Claude Sonnet 4.6 vs GPT-5.4 for Math
Winner: GPT-5.4. The external contest benchmark evidence we have (AIME 2025, Epoch AI) favors GPT-5.4 by 95.3% vs Claude Sonnet 4.6's 85.8% (a 9.5-point margin). GPT-5.4 also scores higher on structured-output in our tests (5 vs 4), which matters for exact formatting of solutions. Claude Sonnet 4.6 is strong in tool calling (5 vs 4) and creative problem solving (5 vs 4) but loses on the primary contest-style metrics we have available, so GPT-5.4 is the definitive pick for high-stakes math problem solving in our benchmarks.
anthropic
Claude Sonnet 4.6
Benchmark Scores
External Benchmarks
Pricing
Input
$3.00/MTok
Output
$15.00/MTok
modelpicker.net
openai
GPT-5.4
Benchmark Scores
External Benchmarks
Pricing
Input
$2.50/MTok
Output
$15.00/MTok
modelpicker.net
Task Analysis
What Math demands: precise multi-step reasoning, exact numeric and symbolic manipulation, reliable step-by-step justification, and strict format/structure for final answers (e.g., short-form contest answers, LaTeX, or JSON). External contest benchmarks are the primary signal for math performance when available. Here, the math_level_5 external benchmark is present in the dataset but neither model has a math_level_5 score recorded, so we rely on other external measures (AIME 2025 and SWE-bench Verified, Epoch AI) plus our internal proxies. On those measures GPT-5.4 scores 95.3% on AIME 2025 (Epoch AI) vs Claude Sonnet 4.6's 85.8% and 76.9% vs 75.2% on SWE-bench Verified (Epoch AI). Internally, task-relevant proxies also matter: structured_output (JSON/format adherence) is 5 for GPT-5.4 vs 4 for Sonnet; strategic_analysis (nuanced numeric tradeoffs) is 5 for both.

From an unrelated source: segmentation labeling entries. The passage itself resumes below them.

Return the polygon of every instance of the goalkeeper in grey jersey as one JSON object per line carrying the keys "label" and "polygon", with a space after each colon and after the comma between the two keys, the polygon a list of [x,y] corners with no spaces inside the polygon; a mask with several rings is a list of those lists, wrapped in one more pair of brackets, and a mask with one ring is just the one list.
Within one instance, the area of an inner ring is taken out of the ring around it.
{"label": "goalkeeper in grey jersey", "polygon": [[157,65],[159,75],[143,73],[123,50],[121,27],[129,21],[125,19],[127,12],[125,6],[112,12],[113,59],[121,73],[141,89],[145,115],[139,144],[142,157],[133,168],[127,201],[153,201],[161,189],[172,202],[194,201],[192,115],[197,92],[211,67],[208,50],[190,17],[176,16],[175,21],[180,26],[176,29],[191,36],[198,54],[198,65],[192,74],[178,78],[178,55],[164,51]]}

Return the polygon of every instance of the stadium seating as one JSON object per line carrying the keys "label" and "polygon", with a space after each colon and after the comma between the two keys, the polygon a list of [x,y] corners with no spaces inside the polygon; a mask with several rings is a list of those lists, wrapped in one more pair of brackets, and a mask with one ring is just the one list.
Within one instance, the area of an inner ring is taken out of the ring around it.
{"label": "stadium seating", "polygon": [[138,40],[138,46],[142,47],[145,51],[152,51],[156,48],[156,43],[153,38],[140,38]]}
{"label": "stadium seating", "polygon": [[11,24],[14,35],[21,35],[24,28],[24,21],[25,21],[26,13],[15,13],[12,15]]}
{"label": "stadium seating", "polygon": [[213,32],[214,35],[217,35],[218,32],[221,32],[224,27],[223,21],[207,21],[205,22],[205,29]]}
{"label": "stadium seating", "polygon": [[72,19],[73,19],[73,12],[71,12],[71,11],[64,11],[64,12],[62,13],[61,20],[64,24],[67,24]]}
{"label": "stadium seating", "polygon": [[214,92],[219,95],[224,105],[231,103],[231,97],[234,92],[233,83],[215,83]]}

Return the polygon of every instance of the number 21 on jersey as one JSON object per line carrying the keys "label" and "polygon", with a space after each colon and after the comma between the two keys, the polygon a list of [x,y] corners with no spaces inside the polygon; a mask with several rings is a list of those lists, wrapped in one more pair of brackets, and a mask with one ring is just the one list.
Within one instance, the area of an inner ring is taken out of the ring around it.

Tool calling (helpful for external computation or calculators) is 5 for Sonnet vs 4 for GPT-5.4. Use these numbers together: GPT-5.4 leads on contest and formatting metrics; Sonnet 4.6 can be preferable when external tool orchestration or exploratory idea generation is central.
Practical Examples
AIME-style contest problems: GPT-5.4 — 95.3% on AIME 2025 (Epoch AI) vs Sonnet 85.8% — will more reliably produce correct final answers and compact contest-format responses. Multi-step proofs requiring precise output formatting: GPT-5.4 (structured_output 5 vs Sonnet 4) is better at adhering to required output schemas or concise numeric answers. Large symbolic derivations with external computation: Claude Sonnet 4.6 is advantageous when you need tool workflows (tool_calling 5 vs 4) — Sonnet better selects and sequences functions/arguments in our tests. Exploratory problem solving and brainstorming multiple solution paths: Sonnet 4.6 (creative_problem_solving 5 vs 4) generates more varied approaches. Batch grading or programmatic answer extraction: GPT-5.4’s stronger structured_output and higher AIME score reduce post-processing fixes. For mixed-modality tasks (images or diagrams), both models support images to text; GPT-5.4 also accepts files, which may help when problems are provided as PDFs.
Bottom Line
For Math, choose Claude Sonnet 4.6 if you need superior tool orchestration and exploratory solution generation (tool_calling 5, creative_problem_solving 5). Choose GPT-5.4 if you need contest-level accuracy and strict output formatting — GPT-5.4 scores 95.3% on AIME 2025 (Epoch AI) vs Sonnet 85.8% and has better structured-output (5 vs 4) in our tests.
How We Test
We test every model against our 12-benchmark suite covering tool calling, agentic planning, creative problem solving, safety calibration, and more. Each test is scored 1–5 by an LLM judge. Read our full methodology.
For math tasks, we supplement our benchmark suite with MATH/AIME scores from Epoch AI, an independent research organization.